Nise Art Festival il Piccolo coro di Caivano dà il la L’estate, la rassegna Tra gli ospiti atteso anche Rivieccio con “Strava Ganze”

Marcianise, 30 giugno 2026 (di Giuliana Scolastico) – Con l’esibizione del Piccolo coro di Caivano, diretto da Antonia Di Maio, prende il via oggi l’edizione 2026 del “Nise Art Festival”, la rassegna dedicata alla musica e alla cultura che in estate anima il centro storico di Marcianise. Ad aprire il cartellone sarà il concerto dei 40 giovani coristi del progetto sociale e musicale promosso dal Ministero della Cultura in collaborazione con l’Antoniano Opere Francescane. L’appuntamento è fissato alle 21 nel cortile di Palazzo municipale, in via Roma.
Il “Nise Art Festival” nasce nel 2022 da un’idea del maestro Antonio Gentile, in occasione del 35esimo anniversario della prima esibizione pubblica dell’associazione “F. Marchesiello”, oggi associazione “Opere”, impegnata nella promozione della musica e della cultura sul territorio. Il programma proseguirà domani, sempre alle 21, nel cortile del Municipio, con il Quartetto Espresso, formazione cameristica campana già vincitrice del Festival di Napoli. Il gruppo propone una rilettura originale della canzone classica napoletana, unendo tradizione e linguaggio cameristico attraverso pianoforte, violoncello, clarinetto e voce.
Martedì 7 luglio il festival ospiterà la Simphonic Band del 10° Reggimento Campania dell’Arma dei Carabinieri, diretta dal maestro Luca Berardo. La banda si esibirà alle 19.30 presso il Monumento ai Caduti per rendere omaggio alle vittime di tutte le guerre e del lavoro e, alle 21, nel cortile del Palazzo municipale. Il repertorio spazierà dalle marce militari ai brani sinfonici, dagli inni nazionali alle colonne sonore.
Mercoledì 8, alle 21.30, spazio al teatro e alla comicità di Gino Rivieccio (nella foto sotto) con lo spettacolo “Strava Ganze”, in programma nell’area tra via Marchesiello e via Mundo. La rappresentazione propone una struttura varia ed eterogenea, concepita per fondere la satira di costume e la riflessione ironica con momenti prettamente musicali e performativi. Sul palco, l’esperienza attoriale di Gino Rivieccio si articolerà attraverso una serie di monologhi, l’interpretazione di canzoni e sketch comici, supportati da un impianto scenico che prevede l’ausilio di contributi video, la presenza di tre musicisti e l’apporto vocale di due vocalist.

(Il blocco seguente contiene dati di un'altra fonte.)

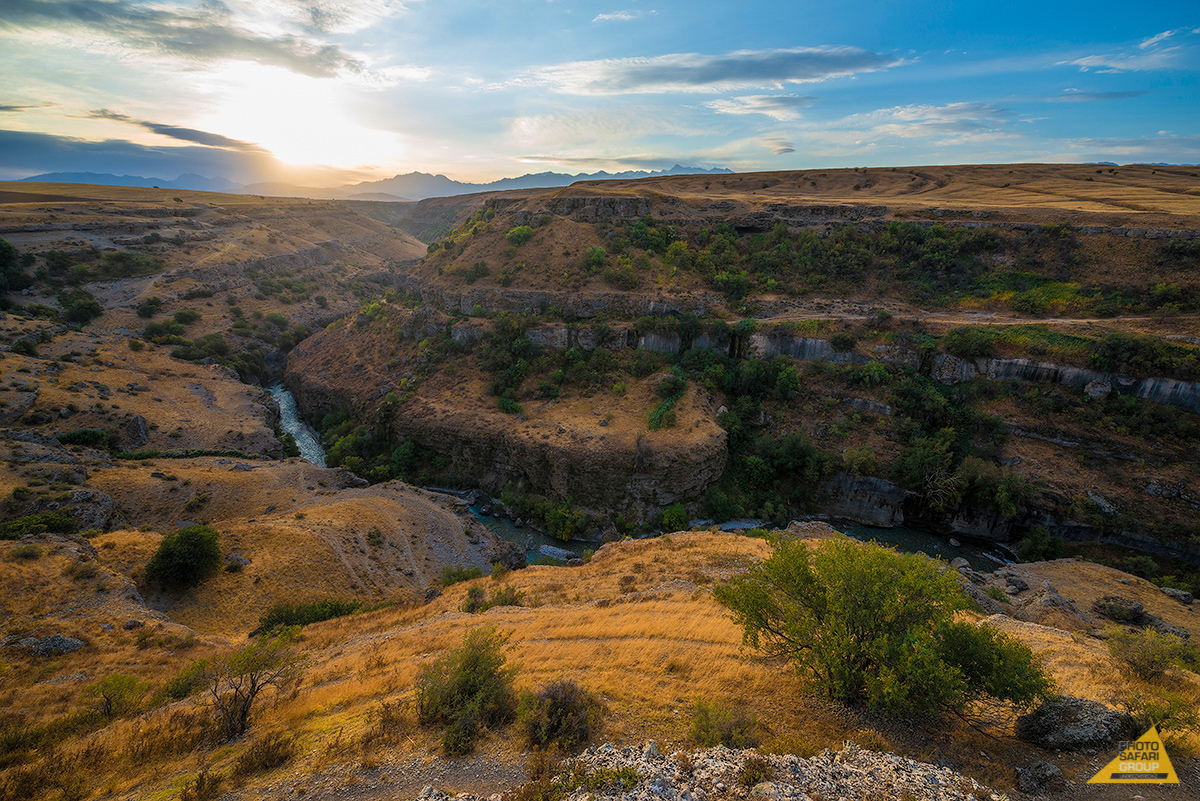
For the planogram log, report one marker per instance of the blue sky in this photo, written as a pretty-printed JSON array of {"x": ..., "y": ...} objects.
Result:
[{"x": 328, "y": 91}]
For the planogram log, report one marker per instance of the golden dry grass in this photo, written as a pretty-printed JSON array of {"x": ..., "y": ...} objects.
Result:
[{"x": 636, "y": 625}]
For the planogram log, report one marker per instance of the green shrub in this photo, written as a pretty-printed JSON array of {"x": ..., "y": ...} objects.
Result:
[
  {"x": 466, "y": 690},
  {"x": 755, "y": 770},
  {"x": 39, "y": 523},
  {"x": 675, "y": 518},
  {"x": 27, "y": 553},
  {"x": 301, "y": 614},
  {"x": 868, "y": 625},
  {"x": 969, "y": 342},
  {"x": 841, "y": 342},
  {"x": 1039, "y": 546},
  {"x": 187, "y": 682},
  {"x": 1146, "y": 654},
  {"x": 205, "y": 787},
  {"x": 185, "y": 559},
  {"x": 720, "y": 724},
  {"x": 87, "y": 437},
  {"x": 453, "y": 574},
  {"x": 519, "y": 235},
  {"x": 265, "y": 753},
  {"x": 117, "y": 694},
  {"x": 561, "y": 714}
]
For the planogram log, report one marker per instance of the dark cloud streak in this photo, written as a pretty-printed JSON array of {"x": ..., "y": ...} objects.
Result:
[
  {"x": 178, "y": 132},
  {"x": 204, "y": 34},
  {"x": 23, "y": 154}
]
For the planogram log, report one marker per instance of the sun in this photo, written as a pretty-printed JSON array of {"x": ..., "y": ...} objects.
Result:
[{"x": 301, "y": 120}]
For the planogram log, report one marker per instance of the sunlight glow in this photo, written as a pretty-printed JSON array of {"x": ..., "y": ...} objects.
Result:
[{"x": 301, "y": 120}]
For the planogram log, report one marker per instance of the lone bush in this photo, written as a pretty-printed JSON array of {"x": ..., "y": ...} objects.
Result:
[
  {"x": 301, "y": 614},
  {"x": 719, "y": 724},
  {"x": 467, "y": 690},
  {"x": 870, "y": 626},
  {"x": 235, "y": 681},
  {"x": 519, "y": 235},
  {"x": 561, "y": 714},
  {"x": 185, "y": 559}
]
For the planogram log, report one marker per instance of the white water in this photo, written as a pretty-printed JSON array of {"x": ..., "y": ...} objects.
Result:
[{"x": 289, "y": 421}]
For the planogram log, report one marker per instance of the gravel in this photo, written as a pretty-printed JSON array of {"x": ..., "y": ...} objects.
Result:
[{"x": 711, "y": 774}]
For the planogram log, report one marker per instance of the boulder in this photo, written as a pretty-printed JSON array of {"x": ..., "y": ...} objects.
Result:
[
  {"x": 1067, "y": 723},
  {"x": 1045, "y": 606},
  {"x": 1114, "y": 607},
  {"x": 57, "y": 644},
  {"x": 1179, "y": 595},
  {"x": 135, "y": 433}
]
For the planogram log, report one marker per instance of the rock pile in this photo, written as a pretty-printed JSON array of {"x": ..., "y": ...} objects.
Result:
[{"x": 719, "y": 772}]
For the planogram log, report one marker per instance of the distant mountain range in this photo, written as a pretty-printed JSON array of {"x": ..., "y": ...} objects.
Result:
[{"x": 413, "y": 186}]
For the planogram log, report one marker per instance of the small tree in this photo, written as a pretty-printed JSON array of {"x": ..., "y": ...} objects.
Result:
[
  {"x": 234, "y": 682},
  {"x": 869, "y": 625},
  {"x": 468, "y": 688},
  {"x": 185, "y": 559}
]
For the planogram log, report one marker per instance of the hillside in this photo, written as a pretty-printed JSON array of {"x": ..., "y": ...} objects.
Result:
[{"x": 1003, "y": 354}]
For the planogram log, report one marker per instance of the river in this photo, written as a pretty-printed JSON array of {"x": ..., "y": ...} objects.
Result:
[
  {"x": 289, "y": 421},
  {"x": 982, "y": 556}
]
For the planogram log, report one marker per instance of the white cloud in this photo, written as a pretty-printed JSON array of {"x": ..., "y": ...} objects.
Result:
[
  {"x": 622, "y": 16},
  {"x": 694, "y": 72},
  {"x": 779, "y": 107},
  {"x": 1155, "y": 40}
]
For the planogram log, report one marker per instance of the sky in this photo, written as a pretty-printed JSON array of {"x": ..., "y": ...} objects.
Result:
[{"x": 334, "y": 91}]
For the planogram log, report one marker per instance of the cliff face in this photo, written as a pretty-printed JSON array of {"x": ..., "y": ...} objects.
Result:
[
  {"x": 571, "y": 452},
  {"x": 594, "y": 450}
]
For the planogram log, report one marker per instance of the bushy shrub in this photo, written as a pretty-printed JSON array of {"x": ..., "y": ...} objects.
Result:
[
  {"x": 185, "y": 559},
  {"x": 301, "y": 614},
  {"x": 1146, "y": 654},
  {"x": 755, "y": 770},
  {"x": 1039, "y": 546},
  {"x": 117, "y": 694},
  {"x": 39, "y": 523},
  {"x": 453, "y": 574},
  {"x": 719, "y": 724},
  {"x": 519, "y": 235},
  {"x": 265, "y": 753},
  {"x": 467, "y": 690},
  {"x": 873, "y": 626},
  {"x": 561, "y": 714}
]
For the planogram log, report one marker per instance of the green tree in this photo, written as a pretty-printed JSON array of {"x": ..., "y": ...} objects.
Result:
[
  {"x": 519, "y": 235},
  {"x": 675, "y": 518},
  {"x": 468, "y": 688},
  {"x": 868, "y": 625},
  {"x": 235, "y": 681},
  {"x": 185, "y": 559}
]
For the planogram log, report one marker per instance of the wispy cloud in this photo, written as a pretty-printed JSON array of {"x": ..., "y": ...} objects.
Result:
[
  {"x": 693, "y": 72},
  {"x": 17, "y": 109},
  {"x": 622, "y": 16},
  {"x": 1149, "y": 56},
  {"x": 931, "y": 121},
  {"x": 779, "y": 107},
  {"x": 778, "y": 145},
  {"x": 1155, "y": 40},
  {"x": 210, "y": 31},
  {"x": 177, "y": 132},
  {"x": 1077, "y": 96}
]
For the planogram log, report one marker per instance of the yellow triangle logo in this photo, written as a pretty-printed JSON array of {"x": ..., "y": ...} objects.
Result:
[{"x": 1144, "y": 762}]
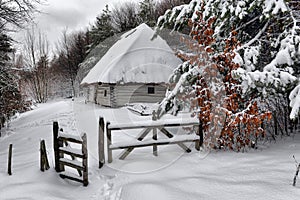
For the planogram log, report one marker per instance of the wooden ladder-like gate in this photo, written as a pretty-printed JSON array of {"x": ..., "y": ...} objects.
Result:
[
  {"x": 147, "y": 127},
  {"x": 61, "y": 147}
]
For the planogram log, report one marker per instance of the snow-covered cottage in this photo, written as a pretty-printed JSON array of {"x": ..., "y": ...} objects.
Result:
[{"x": 135, "y": 69}]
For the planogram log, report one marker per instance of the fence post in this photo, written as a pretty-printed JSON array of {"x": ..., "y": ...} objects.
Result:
[
  {"x": 199, "y": 142},
  {"x": 43, "y": 156},
  {"x": 154, "y": 118},
  {"x": 55, "y": 146},
  {"x": 9, "y": 160},
  {"x": 109, "y": 151},
  {"x": 101, "y": 142},
  {"x": 85, "y": 160}
]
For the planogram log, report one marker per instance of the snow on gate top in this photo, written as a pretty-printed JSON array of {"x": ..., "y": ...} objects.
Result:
[{"x": 138, "y": 57}]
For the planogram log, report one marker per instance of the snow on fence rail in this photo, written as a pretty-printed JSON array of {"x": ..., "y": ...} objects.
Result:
[
  {"x": 62, "y": 147},
  {"x": 154, "y": 126}
]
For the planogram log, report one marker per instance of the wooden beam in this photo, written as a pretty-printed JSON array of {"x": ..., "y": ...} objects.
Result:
[
  {"x": 108, "y": 138},
  {"x": 101, "y": 153},
  {"x": 169, "y": 135},
  {"x": 85, "y": 160},
  {"x": 141, "y": 136},
  {"x": 9, "y": 160},
  {"x": 154, "y": 125},
  {"x": 151, "y": 144}
]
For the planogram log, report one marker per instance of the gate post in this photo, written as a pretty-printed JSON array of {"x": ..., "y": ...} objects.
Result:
[{"x": 101, "y": 142}]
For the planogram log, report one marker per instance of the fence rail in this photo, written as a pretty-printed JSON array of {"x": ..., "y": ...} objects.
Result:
[
  {"x": 61, "y": 147},
  {"x": 147, "y": 127}
]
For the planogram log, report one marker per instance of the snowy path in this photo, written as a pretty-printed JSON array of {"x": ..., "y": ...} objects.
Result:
[{"x": 261, "y": 174}]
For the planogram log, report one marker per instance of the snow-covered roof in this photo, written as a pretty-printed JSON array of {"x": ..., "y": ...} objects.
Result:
[{"x": 136, "y": 58}]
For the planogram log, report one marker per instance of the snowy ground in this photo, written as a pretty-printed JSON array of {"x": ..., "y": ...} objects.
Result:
[{"x": 258, "y": 174}]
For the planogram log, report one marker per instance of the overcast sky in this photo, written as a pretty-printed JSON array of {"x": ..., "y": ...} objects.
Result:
[{"x": 58, "y": 15}]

Giovedì 9, alle 21.30, nello stesso spazio, la Part Time Band presenterà “Le forme dell’amore”, un viaggio musicale attraverso i grandi classici del cantautorato italiano. Da Fabrizio De Andrè a Lucio Dalla, il cantautorato italiano vive nelle parole di autori che hanno costruito il nostro patrimonio genetico. La poesia abita qui, in alcune canzoni che non invecchiano mai.
Venerdì 10, alle 21.30, sul sagrato del Duomo, concerto di Gianni Conte accompagnato da pianoforte, mandolino e percussioni. Musicista eclettico e poliedrico che incarna l’eccellenza della nostra tradizione musicale, storica voce dell’Orchestra Italiana di Renzo Arbore, Conte ha collaborato con artisti del calibro di Roberto Murolo e Peppino Di Capri, partecipando recentemente anche a “The Voice Senior”. Mercoledì 15, sempre alle 21.30 sul sagrato del Duomo, sarà protagonista Piero Mazzocchetti, che interpreterà alcune delle più celebri canzoni italiane e della tradizione classica napoletana. Mazzocchetti è un cantante e tenore, ha partecipato al Festival di Sanremo 2007 classificandosi terzo con la canzone “Schiavo d’amore”. È un autentico artista crossover che spazia sapientemente dal registro pop a quello lirico.
Il gran fran finale è previsto venerdì 17, alle 21.30, nell’area tra via Marchesiello e via Mundo, con il live show “That’s Napoli”, ideato e diretto da Carlo Morelli. Uno spettacolo che fonde tradizione e contemporaneità, portando sul palco l’energia, i colori e le sonorità della cultura napoletana.